Quand les femmes parlent d'amour - Une anthologie de la poésie féminine
de Françoise Chandernagor

critiqué par Septularisen, le 17 juin 2018
(Luxembourg - 56 ans)


La note:  étoiles
POÉSIE D’AMOUR… AU FÉMININ!
Dans cette anthologie très personnelle, Françoise CHANDERNAGOR nous convie à la découverte de la poésie d’amour… féminine! Un panorama incomparable de l'amour, vu par les femmes poètes de langue française de tous horizons et de toute époque, vous attend donc!
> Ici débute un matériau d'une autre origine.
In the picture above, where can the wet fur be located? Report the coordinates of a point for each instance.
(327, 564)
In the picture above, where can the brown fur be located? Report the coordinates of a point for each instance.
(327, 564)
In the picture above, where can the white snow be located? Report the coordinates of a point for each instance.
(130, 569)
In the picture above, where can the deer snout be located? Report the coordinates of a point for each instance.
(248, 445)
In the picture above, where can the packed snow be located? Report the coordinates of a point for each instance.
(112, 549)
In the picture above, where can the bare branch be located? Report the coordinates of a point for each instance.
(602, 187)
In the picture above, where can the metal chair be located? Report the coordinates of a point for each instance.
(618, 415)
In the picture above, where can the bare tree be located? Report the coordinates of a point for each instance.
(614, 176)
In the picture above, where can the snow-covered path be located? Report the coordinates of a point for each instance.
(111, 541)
On retrouvera donc les poésies des très connues et disons-le, désormais devenues des «classiques», citons entre autres: Louise LABÉ (1524-1566), Anna de NOAILLES (1876-1933), Christine de PISAN (1365-1430), Marie NÖEL (1883-1967), Catherine POZZI (1882-1934), Cécile SAUVAGE (1883-1927), ou encore Marceline DESBORDES-VALMORE (1786-1859)...

Mais, comme toujours dans ce genre d’anthologie, ce sont les poétesses tombées dans le «purgatoire des Lettres» qui sont les plus intéressantes. Citons entre autres, Renée VIVIEN (1877-1909), Catherine Des ROCHES (1550-1587), Louisa SIEFERT (1845-1877), Anne HÉBERT (1916-2000), Marguerite BURNAT-PROVINS (1872-1952), Hélène PICARD (1873-1945), ou encore Anne PERRIER (*1922)…
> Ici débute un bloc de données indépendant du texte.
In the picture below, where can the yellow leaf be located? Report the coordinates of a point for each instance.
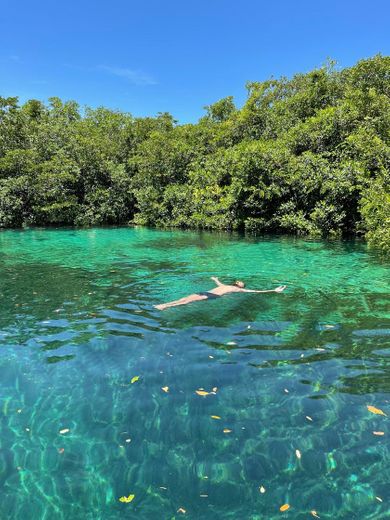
(202, 392)
(128, 499)
(377, 411)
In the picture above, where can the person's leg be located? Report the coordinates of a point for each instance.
(183, 301)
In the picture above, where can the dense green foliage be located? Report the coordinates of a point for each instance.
(307, 155)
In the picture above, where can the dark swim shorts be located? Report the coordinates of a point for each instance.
(209, 295)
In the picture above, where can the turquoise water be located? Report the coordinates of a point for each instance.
(293, 375)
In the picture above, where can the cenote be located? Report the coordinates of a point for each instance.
(293, 375)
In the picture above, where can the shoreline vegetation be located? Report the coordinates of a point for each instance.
(307, 155)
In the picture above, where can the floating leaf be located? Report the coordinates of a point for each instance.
(202, 392)
(377, 411)
(128, 499)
Il est dommage que tellement de règles différentes aient été imposées à Françoise CHANDERNAGOR, comme celle p. ex. de ne prendre que des poétesses nées avant 1939 ce qui a eu pour mauvaise conséquence de faire «disparaître» de la sélection des femmes poètes (comme p. ex. Lydie DATTAS (*1949) ici sur CL : http://www.critiqueslibres.com/i.php/vauteur/20116), qui pourtant mériteraient d'être plus connues. D’ailleurs, en passant, si c’est de la poésie francophone, je ne comprends pas trop l’excuse de Mme. CHANDERNAGOR de sélectionner la poétesse grecque Sappho et de dire qu'elle figure dans cette anthologie : "parce que «femme du VII S. avant J.-C.elle est la première poétesse connue et comme telle, la sainte patronne de toutes celles qui ont suivi"? Un peu court comme explication, non?
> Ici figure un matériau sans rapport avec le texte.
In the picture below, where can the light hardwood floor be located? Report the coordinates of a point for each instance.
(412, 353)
J’ai été par contre très agréablement surpris et heureux d’avoir retrouvé certaines «connaissances» de longue date, injustement rangées dans les poètes mineurs, alors qu’elles sont des poètes de première grandeur comme la luxembourgeoise Anise KOLTZ (*1928 Prix Goncourt de la poésie 2018), la belge Liliane WOUTERS (1930-2016 Prix Goncourt de la poésie 2000), la franco-libanaise Vénus KHOURY-GHATA (*1937 Prix Goncourt de la poésie 2011), ou encore la française Andrée CHEDID (1920-2011 Prix Goncourt de la poésie 2002)…

Rien de plus à ajouter, si ce n'est qu'il s'agit ici, sans aucun doute une anthologie à découvrir…

Je dois bien sûr avouer qu'il m'est difficile de choisir une seule poésie pour illustrer plus de neuf siècles de poésies, - exclusivement féminines, exclusivement d’amour -, mais, voici «Chanson», une poésie de celle qui est considérée comme la première des «troubadouresses » : Béatriz De DIE (1135-1189) :

Grande peine m’est advenue
Pour un chevalier que j’ai eu.
Je veux qu’en tous les temps l’on sache
Avec quel excès je l’aimais.
À présent me voilà trahie.
Car je lui refusais ma foi.
J’étais pourtant en grand’folie,
Au lit comme toute vêtue !

Combien voudrais mon chevalier
Tenir un soir en mes bras nus !
Pour lui seul – il serait comblé –
Je ferais coussin de mes hanches.
Car j’en suis plus enamourée
Que ne fut Flore de Blanchefleur,
Mon cœur lui donne, et mon amour,
Mon âme, mes yeux, et ma vie.

Bel ami, chantant et plaisant,
Si retombez en mon pouvoir,
Et qu’avec vous je couche un soir
En vous donnant baisers d’amour,
Sachez quel grand plaisir j’aurais
De vous en place de mari
Pourvu que me donniez promesse
De tout faire à mon bon vouloir.

(trad. Georges RIBEMONT-DESSAIGNES, revue par Françoise CHANDERNAGOR.)